Leading A Community of Experimentation
So, here is a generalization of what happened: They spent the first few minutes with someone establishing the leadership role, dominance, or trying really hard to be super collaborative. In a few teams’ cases one emergee as a leader. The next few minutes were devoted to planning. Construction began, usually with less than eight minutes left on the clock. Then, with about a minute to go, someone placed the marshmallow on top of the beautiful tower, and….it collapsed – failure.
Kindergarteners and engineers do the best on this activity (see graph above). We decided that the kindergarteners win because kids don’t vacillate; they simply try something, and if it doesn’t work, they try again, and again, and again. Think about it… young children love to iterate. They are very curious.
We concluded, in our post-challenge discussion (see picture for our Mike Fleisch graphic of the discussion), that engineers are good a this because they plan, build things, and are resourceful every day. In other words, engineers are quicker to understand how the spaghetti, tape, string, and marshmallow become a system together.
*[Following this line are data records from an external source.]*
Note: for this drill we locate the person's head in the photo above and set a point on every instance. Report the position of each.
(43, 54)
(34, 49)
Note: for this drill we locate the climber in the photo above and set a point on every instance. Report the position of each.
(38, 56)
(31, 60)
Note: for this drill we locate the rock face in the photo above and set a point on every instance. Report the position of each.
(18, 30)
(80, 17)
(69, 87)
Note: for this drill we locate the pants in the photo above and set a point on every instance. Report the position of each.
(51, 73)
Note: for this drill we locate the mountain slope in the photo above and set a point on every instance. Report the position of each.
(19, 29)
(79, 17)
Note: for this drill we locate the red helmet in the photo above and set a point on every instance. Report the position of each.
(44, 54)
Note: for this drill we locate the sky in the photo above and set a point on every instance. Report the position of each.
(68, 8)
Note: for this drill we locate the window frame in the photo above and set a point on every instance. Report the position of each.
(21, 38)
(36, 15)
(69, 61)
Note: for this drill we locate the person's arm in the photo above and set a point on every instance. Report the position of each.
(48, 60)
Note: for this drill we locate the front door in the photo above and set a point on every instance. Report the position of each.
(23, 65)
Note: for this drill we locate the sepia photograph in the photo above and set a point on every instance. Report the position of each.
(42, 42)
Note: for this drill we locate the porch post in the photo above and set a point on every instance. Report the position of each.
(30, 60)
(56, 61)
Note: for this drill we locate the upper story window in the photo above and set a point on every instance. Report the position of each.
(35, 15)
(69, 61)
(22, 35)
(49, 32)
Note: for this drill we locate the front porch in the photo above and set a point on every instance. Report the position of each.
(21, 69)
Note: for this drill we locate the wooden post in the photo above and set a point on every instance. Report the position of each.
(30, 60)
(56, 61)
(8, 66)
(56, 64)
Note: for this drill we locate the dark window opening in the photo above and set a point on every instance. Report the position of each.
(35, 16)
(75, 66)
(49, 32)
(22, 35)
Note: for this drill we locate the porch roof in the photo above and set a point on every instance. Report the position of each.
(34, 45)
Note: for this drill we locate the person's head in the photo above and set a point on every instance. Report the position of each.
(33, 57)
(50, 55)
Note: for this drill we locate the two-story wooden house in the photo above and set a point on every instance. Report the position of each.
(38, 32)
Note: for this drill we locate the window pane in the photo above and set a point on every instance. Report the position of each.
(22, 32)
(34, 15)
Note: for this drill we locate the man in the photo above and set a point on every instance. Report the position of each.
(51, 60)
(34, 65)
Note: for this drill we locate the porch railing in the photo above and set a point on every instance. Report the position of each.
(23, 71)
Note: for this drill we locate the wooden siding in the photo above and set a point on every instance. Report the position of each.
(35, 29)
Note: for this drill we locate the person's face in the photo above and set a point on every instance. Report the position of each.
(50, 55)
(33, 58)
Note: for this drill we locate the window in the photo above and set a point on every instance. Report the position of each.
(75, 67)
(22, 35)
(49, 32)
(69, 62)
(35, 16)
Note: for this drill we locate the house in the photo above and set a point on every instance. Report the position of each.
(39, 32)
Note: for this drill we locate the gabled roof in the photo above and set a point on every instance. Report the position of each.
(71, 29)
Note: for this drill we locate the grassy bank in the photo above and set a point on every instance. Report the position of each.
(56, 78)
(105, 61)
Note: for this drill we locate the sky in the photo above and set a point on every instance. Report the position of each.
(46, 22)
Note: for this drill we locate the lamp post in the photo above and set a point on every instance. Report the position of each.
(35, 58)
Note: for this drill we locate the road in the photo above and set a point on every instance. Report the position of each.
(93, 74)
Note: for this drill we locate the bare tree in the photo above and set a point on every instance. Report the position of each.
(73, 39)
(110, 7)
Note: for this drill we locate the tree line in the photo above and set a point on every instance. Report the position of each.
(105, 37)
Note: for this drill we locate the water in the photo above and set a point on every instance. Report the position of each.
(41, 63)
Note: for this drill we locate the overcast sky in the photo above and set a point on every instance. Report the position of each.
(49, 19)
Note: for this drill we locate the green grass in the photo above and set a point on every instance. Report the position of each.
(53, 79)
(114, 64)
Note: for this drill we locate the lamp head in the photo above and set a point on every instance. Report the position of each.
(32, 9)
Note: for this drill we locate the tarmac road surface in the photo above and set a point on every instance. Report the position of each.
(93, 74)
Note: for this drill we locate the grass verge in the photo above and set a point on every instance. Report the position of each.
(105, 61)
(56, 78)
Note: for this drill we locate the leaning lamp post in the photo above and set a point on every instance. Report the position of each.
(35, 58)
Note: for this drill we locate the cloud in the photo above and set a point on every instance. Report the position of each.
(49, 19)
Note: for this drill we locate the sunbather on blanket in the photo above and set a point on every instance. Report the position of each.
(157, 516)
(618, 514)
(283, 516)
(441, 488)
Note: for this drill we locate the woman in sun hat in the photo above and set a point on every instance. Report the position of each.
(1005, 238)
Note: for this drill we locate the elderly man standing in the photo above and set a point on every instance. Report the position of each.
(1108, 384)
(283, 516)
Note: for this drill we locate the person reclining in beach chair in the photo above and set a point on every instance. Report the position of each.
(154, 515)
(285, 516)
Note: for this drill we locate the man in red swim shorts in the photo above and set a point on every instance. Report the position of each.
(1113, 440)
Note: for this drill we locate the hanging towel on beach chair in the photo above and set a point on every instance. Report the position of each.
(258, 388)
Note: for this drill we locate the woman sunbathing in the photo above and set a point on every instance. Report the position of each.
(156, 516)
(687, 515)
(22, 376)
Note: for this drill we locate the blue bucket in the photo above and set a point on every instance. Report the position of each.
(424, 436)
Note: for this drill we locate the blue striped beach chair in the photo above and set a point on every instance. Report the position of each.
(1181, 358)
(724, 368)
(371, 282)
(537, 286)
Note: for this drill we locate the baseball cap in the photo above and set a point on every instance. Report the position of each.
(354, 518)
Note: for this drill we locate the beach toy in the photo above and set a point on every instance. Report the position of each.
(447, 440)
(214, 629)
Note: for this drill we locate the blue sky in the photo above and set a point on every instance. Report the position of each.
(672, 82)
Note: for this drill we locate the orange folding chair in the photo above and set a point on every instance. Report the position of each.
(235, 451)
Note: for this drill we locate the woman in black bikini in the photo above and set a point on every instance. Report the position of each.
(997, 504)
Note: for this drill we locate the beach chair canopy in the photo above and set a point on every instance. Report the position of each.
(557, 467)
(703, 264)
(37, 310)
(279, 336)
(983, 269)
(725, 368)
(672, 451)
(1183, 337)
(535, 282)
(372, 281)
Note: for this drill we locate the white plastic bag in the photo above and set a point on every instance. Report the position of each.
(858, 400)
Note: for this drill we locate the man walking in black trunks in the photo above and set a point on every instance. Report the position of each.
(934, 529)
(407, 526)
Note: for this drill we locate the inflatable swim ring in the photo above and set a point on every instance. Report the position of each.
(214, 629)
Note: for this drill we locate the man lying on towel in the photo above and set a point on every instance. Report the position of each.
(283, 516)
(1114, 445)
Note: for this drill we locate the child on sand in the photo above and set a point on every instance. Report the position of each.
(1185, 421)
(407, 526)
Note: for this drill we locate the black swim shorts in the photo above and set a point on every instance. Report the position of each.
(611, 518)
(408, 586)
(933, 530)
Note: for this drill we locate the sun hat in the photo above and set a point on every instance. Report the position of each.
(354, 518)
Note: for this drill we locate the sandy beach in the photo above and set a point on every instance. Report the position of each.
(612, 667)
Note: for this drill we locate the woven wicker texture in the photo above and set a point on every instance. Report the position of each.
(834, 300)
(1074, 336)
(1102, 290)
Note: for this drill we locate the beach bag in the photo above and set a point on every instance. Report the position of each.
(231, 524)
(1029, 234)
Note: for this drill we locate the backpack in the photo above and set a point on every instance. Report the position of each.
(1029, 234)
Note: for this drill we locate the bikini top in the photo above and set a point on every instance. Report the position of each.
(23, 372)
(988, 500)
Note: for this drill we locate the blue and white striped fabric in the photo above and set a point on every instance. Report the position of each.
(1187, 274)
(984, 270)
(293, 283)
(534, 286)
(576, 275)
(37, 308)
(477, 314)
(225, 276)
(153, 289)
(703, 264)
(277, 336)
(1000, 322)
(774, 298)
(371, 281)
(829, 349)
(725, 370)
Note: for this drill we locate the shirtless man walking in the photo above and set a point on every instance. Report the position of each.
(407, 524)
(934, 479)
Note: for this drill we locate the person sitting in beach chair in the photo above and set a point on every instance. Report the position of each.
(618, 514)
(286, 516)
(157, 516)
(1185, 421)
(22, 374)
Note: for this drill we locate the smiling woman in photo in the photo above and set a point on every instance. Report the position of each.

The big takeaway from our teams yesterday, however, was the idea of “failing quickly.” We are all familiar with the phrase “fail fast”, but what does that really mean? And how do you put it into practice? Failing fast isn’t about the big issues, it’s about the little ones. It’s an approach development and creation that embraces lots of little experiments and iterations with the mindset that some will work and grow and others will fail and die. And, that’s okay.
Develop a community of experimentation, be willing to try stuff, do it quickly. But if it’s not working, be willing to fail fast and pivot.